[Pronunciation Assessment] Is there a way to improve the results using a custom model?

Question

[Pronunciation Assessment] Is there a way to improve the results using a custom model?

Francis W 0

I've been experimenting with the pronunciation assessment service. My use case involves scripted assessment in Canadian French (i.e., fr-CA). So far, I've had the most success with the configuration where enableMiscue is set to false, as I have found the results to be easier to interpret and more consistent than when the option is turned on. Ideally, I would like to get phoneme granularity, but from what I've read in the docs, that option is only available for en-US.

I've also experimented with the en-US dialect, and I must say that I'm impressed with the results. Unfortunately, I can't say the same for fr-CA. It's not that the latter is "bad", but from what I've seen, it's not quite ready for "prime time." While it performs well overall, it fails in a lot of situations. At some point, I considered that there might be something wrong with my French, but I double-checked using AI-synthesized audio, and the service fails at the same places. There are numerous examples, and my goal is not to list them all here, but the service systematically fails to detect the word dehors. In other cases, the service fails for plural words (e.g., parents fails, while parent works fine).

That being said, I would really like to use the pronunciation assessment service for my use case, so I'm looking for workarounds. I read about the custom speech service, and I was wondering whether it would be possible to train custom speech models to be used in the context of pronunciation assessment. At the very least, it would be nice to have a way to report inaccuracies in the returned assessments so that the fr-CA model could be updated. I'm also open to any other recommendations that could make the fr-CA model work better for me.

Thank you very much for your time and support.

Francis

SriLakshmi C 6,250 Reputation points Microsoft External Staff Moderator

2024-10-04T09:54:22.7666667+00:00

Hello Francis W,

We are reaching out to the internal team to get more information related to your query and will get back to you as soon as we have an update.

Thank you!
SriLakshmi C 6,250 Reputation points Microsoft External Staff Moderator

2024-10-05T05:56:41.4+00:00

Hello Francis W, Greetings!

To improve the results from Azure's pronunciation assessment service for Canadian French (fr-CA), consider creating custom speech models using recordings from native speakers. This allows you to address specific pronunciation inconsistencies, such as with words like "dehors" and plural forms.
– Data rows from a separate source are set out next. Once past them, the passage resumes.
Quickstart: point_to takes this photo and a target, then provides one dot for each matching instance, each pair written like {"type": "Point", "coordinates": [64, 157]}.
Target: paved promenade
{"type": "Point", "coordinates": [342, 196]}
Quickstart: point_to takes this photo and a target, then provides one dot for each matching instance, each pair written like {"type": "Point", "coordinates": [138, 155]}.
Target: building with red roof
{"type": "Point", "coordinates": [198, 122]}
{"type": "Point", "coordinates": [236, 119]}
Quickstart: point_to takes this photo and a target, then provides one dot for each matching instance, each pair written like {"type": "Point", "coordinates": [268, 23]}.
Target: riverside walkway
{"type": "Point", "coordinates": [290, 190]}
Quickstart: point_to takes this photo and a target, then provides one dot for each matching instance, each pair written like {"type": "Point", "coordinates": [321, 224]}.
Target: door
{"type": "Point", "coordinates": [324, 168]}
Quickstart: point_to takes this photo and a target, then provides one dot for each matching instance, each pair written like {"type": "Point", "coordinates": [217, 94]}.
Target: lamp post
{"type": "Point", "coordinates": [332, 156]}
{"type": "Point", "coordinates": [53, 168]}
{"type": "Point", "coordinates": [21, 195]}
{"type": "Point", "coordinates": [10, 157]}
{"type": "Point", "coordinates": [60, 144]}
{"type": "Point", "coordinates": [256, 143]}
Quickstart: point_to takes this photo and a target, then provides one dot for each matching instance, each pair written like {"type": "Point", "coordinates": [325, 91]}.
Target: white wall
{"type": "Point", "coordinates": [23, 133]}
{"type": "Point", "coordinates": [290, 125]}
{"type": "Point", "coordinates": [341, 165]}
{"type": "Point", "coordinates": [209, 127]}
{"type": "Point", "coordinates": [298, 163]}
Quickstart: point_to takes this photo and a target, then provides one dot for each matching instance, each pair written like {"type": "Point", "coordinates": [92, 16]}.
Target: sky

Experimenting with the pronunciation assessment API's parameters can also help. Since disabling the enableMiscue option yielded clearer results for you, continue testing other configuration settings, such as sensitivity levels.

Stay updated on Azure's documentation and community forums for any improvements or new features that could enhance your experience. You can consider other Azure services, like Text-to-Speech or Language to provide a more comprehensive solution for your pronunciation assessment needs.

Please let us know if you have any further questions. Thank you!
SriLakshmi C 6,250 Reputation points Microsoft External Staff Moderator

2024-10-07T05:33:09.9666667+00:00

Hello Francis W,

Following up to see if the above response was helpful. Thank you!
Francis W 0 Reputation points

2024-10-07T11:34:44.12+00:00

Hello @SriLakshmi C ,

Thank you for your response.

You write:

To improve the results from Azure's pronunciation assessment service for Canadian French (fr-CA), consider creating custom speech models using recordings from native speakers.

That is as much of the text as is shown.